3選出馬表明の花角知事「知事選は原発再稼働判断も問われる」
新潟県議会の一般質問。花角知事が3選出馬を表明している知事選について質疑が行われた。
県政野党の未来にいがた・小林誠県議は「次回の県知事選において、争点をそらすことなく、自らの再稼働判断について県民に直接信を問う考えがあるのか」と問う場面があった。
花角知事は、柏崎刈羽原発の再稼働を容認した自身の判断をめぐり「長年の県政課題であり、時間をかけて丁寧なプロセスを踏み、取り組んできた」とした上で「原発再稼働判断も含めて、私がこれまで取り組んできた県政運営全般について、県民の皆様から評価していただけるか問われるものと思っている」と返した。
米山隆一氏 “野党候補”擁立の必要性訴えるも…現状は?
この知事選をめぐり、前知事で2月の衆院選で落選した米山隆一氏は「立てられるかどうかの問題だと思う。率直に言って。世の中の空気というものもあるので、到底勝負にならないのであれば立てようがない。立てられる状況なら立てるべきだと思う」と野党として候補を擁立する必要性を訴えていた。
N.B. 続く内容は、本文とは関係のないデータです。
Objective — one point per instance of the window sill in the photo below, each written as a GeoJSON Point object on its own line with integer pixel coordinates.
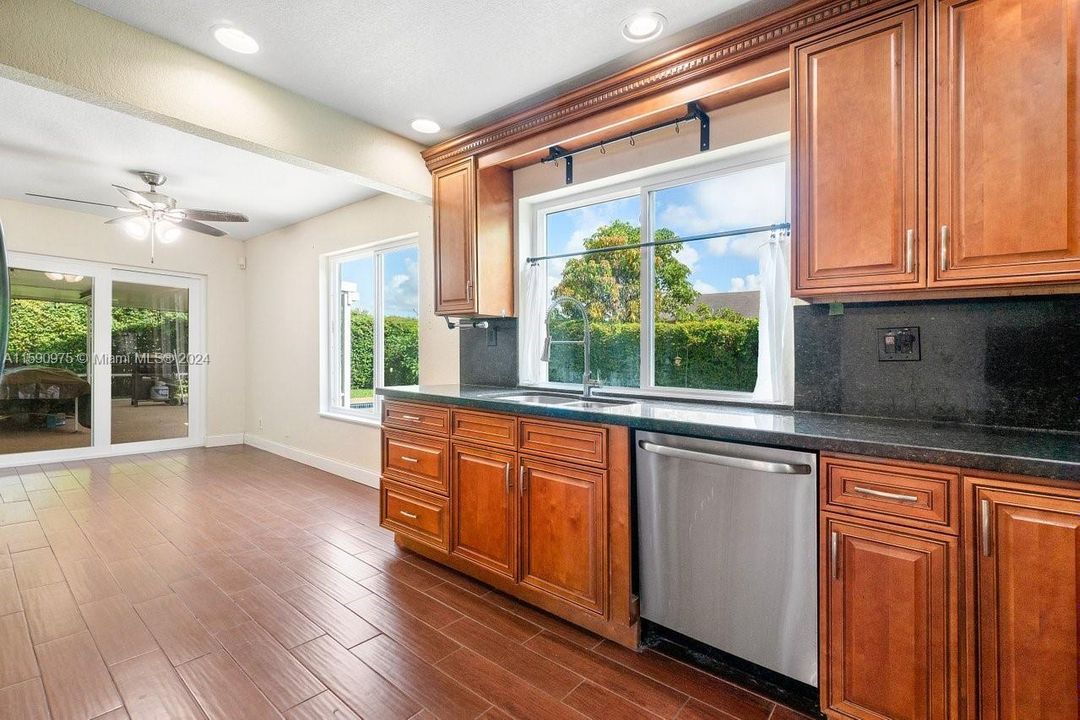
{"type": "Point", "coordinates": [706, 397]}
{"type": "Point", "coordinates": [356, 420]}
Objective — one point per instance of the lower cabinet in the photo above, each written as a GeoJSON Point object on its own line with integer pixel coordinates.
{"type": "Point", "coordinates": [889, 651]}
{"type": "Point", "coordinates": [484, 507]}
{"type": "Point", "coordinates": [563, 531]}
{"type": "Point", "coordinates": [1026, 601]}
{"type": "Point", "coordinates": [537, 508]}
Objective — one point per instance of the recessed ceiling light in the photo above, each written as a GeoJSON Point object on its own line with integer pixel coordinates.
{"type": "Point", "coordinates": [643, 26]}
{"type": "Point", "coordinates": [426, 126]}
{"type": "Point", "coordinates": [235, 39]}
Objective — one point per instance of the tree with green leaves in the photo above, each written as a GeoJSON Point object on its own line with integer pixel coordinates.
{"type": "Point", "coordinates": [609, 284]}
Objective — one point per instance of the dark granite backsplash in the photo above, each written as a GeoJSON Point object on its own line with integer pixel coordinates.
{"type": "Point", "coordinates": [483, 364]}
{"type": "Point", "coordinates": [997, 362]}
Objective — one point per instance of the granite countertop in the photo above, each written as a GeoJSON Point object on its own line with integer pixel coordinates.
{"type": "Point", "coordinates": [1036, 452]}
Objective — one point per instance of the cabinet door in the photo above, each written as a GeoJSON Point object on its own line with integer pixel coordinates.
{"type": "Point", "coordinates": [564, 514]}
{"type": "Point", "coordinates": [484, 508]}
{"type": "Point", "coordinates": [859, 158]}
{"type": "Point", "coordinates": [1008, 159]}
{"type": "Point", "coordinates": [889, 651]}
{"type": "Point", "coordinates": [455, 198]}
{"type": "Point", "coordinates": [1027, 579]}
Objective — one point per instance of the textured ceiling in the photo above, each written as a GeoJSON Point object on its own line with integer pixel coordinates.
{"type": "Point", "coordinates": [57, 146]}
{"type": "Point", "coordinates": [456, 62]}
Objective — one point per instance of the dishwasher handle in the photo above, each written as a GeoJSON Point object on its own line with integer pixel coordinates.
{"type": "Point", "coordinates": [742, 462]}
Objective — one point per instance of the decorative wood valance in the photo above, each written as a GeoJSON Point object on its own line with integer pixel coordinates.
{"type": "Point", "coordinates": [682, 66]}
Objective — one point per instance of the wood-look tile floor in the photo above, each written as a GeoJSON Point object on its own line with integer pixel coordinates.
{"type": "Point", "coordinates": [233, 584]}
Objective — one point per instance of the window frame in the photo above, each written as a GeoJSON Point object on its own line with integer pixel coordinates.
{"type": "Point", "coordinates": [534, 214]}
{"type": "Point", "coordinates": [332, 339]}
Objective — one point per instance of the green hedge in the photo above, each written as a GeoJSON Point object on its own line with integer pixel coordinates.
{"type": "Point", "coordinates": [714, 353]}
{"type": "Point", "coordinates": [401, 348]}
{"type": "Point", "coordinates": [58, 331]}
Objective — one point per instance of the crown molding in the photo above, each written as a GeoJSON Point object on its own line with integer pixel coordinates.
{"type": "Point", "coordinates": [677, 67]}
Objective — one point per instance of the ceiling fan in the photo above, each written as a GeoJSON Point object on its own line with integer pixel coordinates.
{"type": "Point", "coordinates": [154, 215]}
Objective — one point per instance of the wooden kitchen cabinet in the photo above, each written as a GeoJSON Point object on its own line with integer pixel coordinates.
{"type": "Point", "coordinates": [484, 507]}
{"type": "Point", "coordinates": [473, 229]}
{"type": "Point", "coordinates": [1008, 159]}
{"type": "Point", "coordinates": [563, 539]}
{"type": "Point", "coordinates": [889, 643]}
{"type": "Point", "coordinates": [859, 149]}
{"type": "Point", "coordinates": [1026, 557]}
{"type": "Point", "coordinates": [538, 508]}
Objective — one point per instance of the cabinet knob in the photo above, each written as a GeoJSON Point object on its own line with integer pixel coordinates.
{"type": "Point", "coordinates": [944, 247]}
{"type": "Point", "coordinates": [834, 554]}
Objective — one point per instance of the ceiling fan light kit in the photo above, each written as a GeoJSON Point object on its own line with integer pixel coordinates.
{"type": "Point", "coordinates": [153, 215]}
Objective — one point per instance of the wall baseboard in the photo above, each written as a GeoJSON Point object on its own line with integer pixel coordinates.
{"type": "Point", "coordinates": [348, 471]}
{"type": "Point", "coordinates": [221, 440]}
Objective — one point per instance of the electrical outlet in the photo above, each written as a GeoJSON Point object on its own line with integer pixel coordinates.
{"type": "Point", "coordinates": [899, 344]}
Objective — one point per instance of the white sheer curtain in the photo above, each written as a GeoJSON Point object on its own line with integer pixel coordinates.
{"type": "Point", "coordinates": [532, 370]}
{"type": "Point", "coordinates": [774, 361]}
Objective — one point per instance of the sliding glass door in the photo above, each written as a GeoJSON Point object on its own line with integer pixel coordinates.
{"type": "Point", "coordinates": [151, 376]}
{"type": "Point", "coordinates": [100, 361]}
{"type": "Point", "coordinates": [45, 392]}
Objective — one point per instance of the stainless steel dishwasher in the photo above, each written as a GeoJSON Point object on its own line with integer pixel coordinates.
{"type": "Point", "coordinates": [728, 547]}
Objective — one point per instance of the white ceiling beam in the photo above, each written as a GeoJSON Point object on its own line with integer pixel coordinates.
{"type": "Point", "coordinates": [62, 46]}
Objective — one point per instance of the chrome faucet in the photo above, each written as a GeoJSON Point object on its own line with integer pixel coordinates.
{"type": "Point", "coordinates": [586, 382]}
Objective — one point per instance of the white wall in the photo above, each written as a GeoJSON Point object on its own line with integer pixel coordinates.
{"type": "Point", "coordinates": [55, 232]}
{"type": "Point", "coordinates": [283, 354]}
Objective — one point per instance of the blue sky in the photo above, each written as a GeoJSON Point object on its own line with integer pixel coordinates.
{"type": "Point", "coordinates": [753, 197]}
{"type": "Point", "coordinates": [400, 282]}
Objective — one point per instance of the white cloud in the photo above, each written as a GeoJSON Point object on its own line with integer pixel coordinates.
{"type": "Point", "coordinates": [688, 256]}
{"type": "Point", "coordinates": [751, 282]}
{"type": "Point", "coordinates": [403, 293]}
{"type": "Point", "coordinates": [748, 198]}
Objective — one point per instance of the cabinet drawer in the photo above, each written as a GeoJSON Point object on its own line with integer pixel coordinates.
{"type": "Point", "coordinates": [416, 459]}
{"type": "Point", "coordinates": [920, 497]}
{"type": "Point", "coordinates": [583, 444]}
{"type": "Point", "coordinates": [415, 513]}
{"type": "Point", "coordinates": [414, 416]}
{"type": "Point", "coordinates": [484, 428]}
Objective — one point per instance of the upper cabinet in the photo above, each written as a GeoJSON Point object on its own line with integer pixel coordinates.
{"type": "Point", "coordinates": [934, 146]}
{"type": "Point", "coordinates": [473, 230]}
{"type": "Point", "coordinates": [859, 143]}
{"type": "Point", "coordinates": [1008, 157]}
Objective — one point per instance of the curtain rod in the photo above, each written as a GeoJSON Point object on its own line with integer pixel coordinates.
{"type": "Point", "coordinates": [689, 239]}
{"type": "Point", "coordinates": [693, 111]}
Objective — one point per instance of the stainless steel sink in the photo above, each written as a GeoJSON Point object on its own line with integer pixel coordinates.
{"type": "Point", "coordinates": [564, 401]}
{"type": "Point", "coordinates": [538, 398]}
{"type": "Point", "coordinates": [597, 404]}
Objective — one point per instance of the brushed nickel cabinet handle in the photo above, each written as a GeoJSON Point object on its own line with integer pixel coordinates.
{"type": "Point", "coordinates": [834, 554]}
{"type": "Point", "coordinates": [886, 496]}
{"type": "Point", "coordinates": [944, 248]}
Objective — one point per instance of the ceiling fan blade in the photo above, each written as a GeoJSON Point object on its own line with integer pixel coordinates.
{"type": "Point", "coordinates": [201, 227]}
{"type": "Point", "coordinates": [134, 197]}
{"type": "Point", "coordinates": [214, 216]}
{"type": "Point", "coordinates": [84, 202]}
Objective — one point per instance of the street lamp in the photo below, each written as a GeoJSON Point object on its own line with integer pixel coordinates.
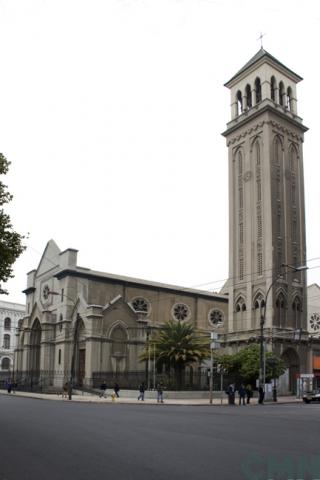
{"type": "Point", "coordinates": [262, 373]}
{"type": "Point", "coordinates": [74, 343]}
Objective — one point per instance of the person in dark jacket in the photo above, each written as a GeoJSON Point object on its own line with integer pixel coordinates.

衆院選の直前まで、立憲民主党県連としても原発再稼働容認をめぐる花角知事の姿勢を問題視し、候補擁立の方針を確認していたものの、立憲民主党が公明党と組み、新党で戦った衆院選で大敗。
知事選の対応も変化を余儀なくされているのが現状だ。
中道の西村智奈美衆院議員は「こうなってしまうと、候補者擁立の動きは大きく変わったと思う。なので今は変わったというところまでしか言えない」と話していた。
出馬に意欲 “県政転換”訴える米山氏「積極財政に浮かれている」
知事選といえば、2016年には原発再稼働問題を争点化し、共闘体制を構築した野党側が勝利。このときに知事となったのが、今回の衆院選に敗れた米山隆一氏だった。
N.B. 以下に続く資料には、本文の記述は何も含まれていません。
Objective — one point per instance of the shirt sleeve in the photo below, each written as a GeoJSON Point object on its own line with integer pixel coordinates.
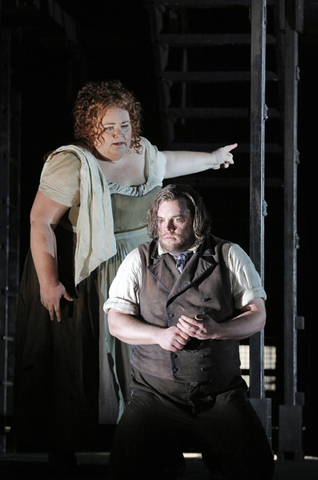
{"type": "Point", "coordinates": [245, 281]}
{"type": "Point", "coordinates": [60, 179]}
{"type": "Point", "coordinates": [124, 292]}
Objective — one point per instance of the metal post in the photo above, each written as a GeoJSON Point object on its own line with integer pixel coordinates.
{"type": "Point", "coordinates": [257, 201]}
{"type": "Point", "coordinates": [290, 414]}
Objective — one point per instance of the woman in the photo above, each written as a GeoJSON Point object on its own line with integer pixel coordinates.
{"type": "Point", "coordinates": [89, 212]}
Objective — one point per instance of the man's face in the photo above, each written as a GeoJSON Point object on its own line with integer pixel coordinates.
{"type": "Point", "coordinates": [175, 229]}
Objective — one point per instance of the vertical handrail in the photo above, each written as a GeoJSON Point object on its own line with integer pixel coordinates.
{"type": "Point", "coordinates": [257, 177]}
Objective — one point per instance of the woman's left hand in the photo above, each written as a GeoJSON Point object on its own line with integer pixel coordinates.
{"type": "Point", "coordinates": [223, 157]}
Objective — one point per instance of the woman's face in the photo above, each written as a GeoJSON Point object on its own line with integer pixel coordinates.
{"type": "Point", "coordinates": [116, 138]}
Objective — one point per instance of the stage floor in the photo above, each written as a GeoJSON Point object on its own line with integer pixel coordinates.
{"type": "Point", "coordinates": [94, 466]}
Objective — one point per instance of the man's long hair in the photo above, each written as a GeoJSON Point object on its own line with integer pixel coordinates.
{"type": "Point", "coordinates": [200, 215]}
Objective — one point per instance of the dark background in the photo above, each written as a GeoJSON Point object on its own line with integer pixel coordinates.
{"type": "Point", "coordinates": [114, 41]}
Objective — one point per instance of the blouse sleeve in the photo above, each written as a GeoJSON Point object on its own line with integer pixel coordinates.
{"type": "Point", "coordinates": [245, 280]}
{"type": "Point", "coordinates": [124, 292]}
{"type": "Point", "coordinates": [60, 179]}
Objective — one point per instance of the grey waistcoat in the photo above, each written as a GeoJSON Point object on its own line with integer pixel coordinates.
{"type": "Point", "coordinates": [202, 287]}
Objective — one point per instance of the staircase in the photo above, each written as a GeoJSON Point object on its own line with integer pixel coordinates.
{"type": "Point", "coordinates": [212, 79]}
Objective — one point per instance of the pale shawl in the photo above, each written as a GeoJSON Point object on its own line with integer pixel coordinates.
{"type": "Point", "coordinates": [95, 230]}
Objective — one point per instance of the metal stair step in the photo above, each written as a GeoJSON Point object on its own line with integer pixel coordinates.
{"type": "Point", "coordinates": [204, 3]}
{"type": "Point", "coordinates": [209, 40]}
{"type": "Point", "coordinates": [212, 77]}
{"type": "Point", "coordinates": [215, 112]}
{"type": "Point", "coordinates": [210, 147]}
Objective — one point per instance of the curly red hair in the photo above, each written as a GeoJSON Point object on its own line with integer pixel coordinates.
{"type": "Point", "coordinates": [90, 108]}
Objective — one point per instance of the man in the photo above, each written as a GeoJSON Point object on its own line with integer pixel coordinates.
{"type": "Point", "coordinates": [183, 301]}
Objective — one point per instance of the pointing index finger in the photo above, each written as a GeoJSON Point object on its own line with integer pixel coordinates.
{"type": "Point", "coordinates": [231, 147]}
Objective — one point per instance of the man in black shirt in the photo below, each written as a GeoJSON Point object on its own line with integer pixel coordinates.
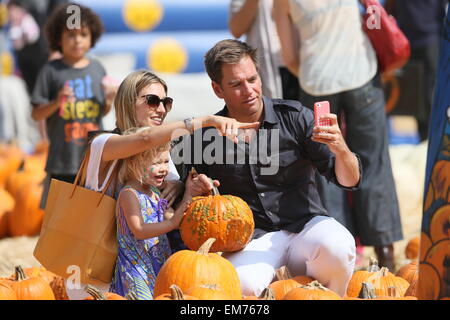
{"type": "Point", "coordinates": [273, 171]}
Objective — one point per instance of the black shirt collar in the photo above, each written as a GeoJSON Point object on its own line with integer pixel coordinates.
{"type": "Point", "coordinates": [269, 113]}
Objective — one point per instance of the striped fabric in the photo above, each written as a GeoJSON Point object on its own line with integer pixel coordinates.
{"type": "Point", "coordinates": [139, 261]}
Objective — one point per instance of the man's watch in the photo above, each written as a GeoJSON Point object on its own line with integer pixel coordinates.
{"type": "Point", "coordinates": [189, 125]}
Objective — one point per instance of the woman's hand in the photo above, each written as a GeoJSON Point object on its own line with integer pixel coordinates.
{"type": "Point", "coordinates": [170, 190]}
{"type": "Point", "coordinates": [229, 127]}
{"type": "Point", "coordinates": [330, 135]}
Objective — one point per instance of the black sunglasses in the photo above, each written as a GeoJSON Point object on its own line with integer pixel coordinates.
{"type": "Point", "coordinates": [153, 101]}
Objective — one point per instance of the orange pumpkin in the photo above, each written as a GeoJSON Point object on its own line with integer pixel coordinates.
{"type": "Point", "coordinates": [30, 288]}
{"type": "Point", "coordinates": [355, 285]}
{"type": "Point", "coordinates": [7, 204]}
{"type": "Point", "coordinates": [266, 294]}
{"type": "Point", "coordinates": [412, 248]}
{"type": "Point", "coordinates": [98, 295]}
{"type": "Point", "coordinates": [439, 257]}
{"type": "Point", "coordinates": [312, 291]}
{"type": "Point", "coordinates": [440, 224]}
{"type": "Point", "coordinates": [285, 283]}
{"type": "Point", "coordinates": [188, 269]}
{"type": "Point", "coordinates": [175, 294]}
{"type": "Point", "coordinates": [228, 219]}
{"type": "Point", "coordinates": [26, 217]}
{"type": "Point", "coordinates": [429, 285]}
{"type": "Point", "coordinates": [425, 245]}
{"type": "Point", "coordinates": [6, 292]}
{"type": "Point", "coordinates": [56, 282]}
{"type": "Point", "coordinates": [383, 279]}
{"type": "Point", "coordinates": [209, 292]}
{"type": "Point", "coordinates": [409, 272]}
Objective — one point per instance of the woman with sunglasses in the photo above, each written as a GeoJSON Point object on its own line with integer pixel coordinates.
{"type": "Point", "coordinates": [142, 101]}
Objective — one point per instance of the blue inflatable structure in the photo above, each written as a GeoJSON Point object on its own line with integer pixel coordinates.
{"type": "Point", "coordinates": [164, 35]}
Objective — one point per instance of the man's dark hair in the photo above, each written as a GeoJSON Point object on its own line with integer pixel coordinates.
{"type": "Point", "coordinates": [57, 23]}
{"type": "Point", "coordinates": [229, 51]}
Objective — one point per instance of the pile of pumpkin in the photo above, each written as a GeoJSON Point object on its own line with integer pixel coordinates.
{"type": "Point", "coordinates": [211, 225]}
{"type": "Point", "coordinates": [21, 175]}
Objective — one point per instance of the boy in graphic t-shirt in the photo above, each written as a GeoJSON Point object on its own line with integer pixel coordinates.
{"type": "Point", "coordinates": [69, 93]}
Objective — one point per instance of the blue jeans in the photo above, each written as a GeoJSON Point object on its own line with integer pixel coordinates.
{"type": "Point", "coordinates": [373, 214]}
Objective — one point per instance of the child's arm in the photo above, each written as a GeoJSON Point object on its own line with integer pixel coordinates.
{"type": "Point", "coordinates": [43, 111]}
{"type": "Point", "coordinates": [132, 211]}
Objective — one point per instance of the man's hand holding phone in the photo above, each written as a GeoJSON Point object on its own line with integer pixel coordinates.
{"type": "Point", "coordinates": [326, 129]}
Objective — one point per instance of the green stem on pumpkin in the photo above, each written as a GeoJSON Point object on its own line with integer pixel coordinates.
{"type": "Point", "coordinates": [267, 294]}
{"type": "Point", "coordinates": [93, 291]}
{"type": "Point", "coordinates": [373, 265]}
{"type": "Point", "coordinates": [20, 274]}
{"type": "Point", "coordinates": [176, 293]}
{"type": "Point", "coordinates": [367, 291]}
{"type": "Point", "coordinates": [206, 246]}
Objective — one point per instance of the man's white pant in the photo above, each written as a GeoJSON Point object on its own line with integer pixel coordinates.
{"type": "Point", "coordinates": [323, 250]}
投開票日に自らの落選を確認した直後、知事選については「あらゆる可能性を検討する」と話していた米山氏。
約1週間後には、「可能ならば、その意思はあるが、それは本当に分からない」と出馬への思いをにじませた上で県政の転換の必要性を訴えた。
「花角さんは良いところもあるが、僕は縮小社会に正面から向き合っているようには見えない。やっぱり自民党大勝の影響もあって、率直に言って積極財政に浮かれている」
原発再稼働の容認判断めぐり「プロセスは明確に正しくない」
さらに、花角知事が今回の知事選で問われることになると話す原発再稼働容認の判断、そしてそこに至るプロセスについては「あのプロセスは明確に正しくないし、同時にそれが避難計画というものの実効性にも影響を及ぼしていると思う。それこそ3つの検証は再開させて、避難計画の実効性をもう少しきちんと示しましょう」と原発問題がいくつかある争点の一つになるとの認識を示した。
果たして野党側は知事選に候補を擁立できるのか…知事選の告示までは残り2カ月あまりだ。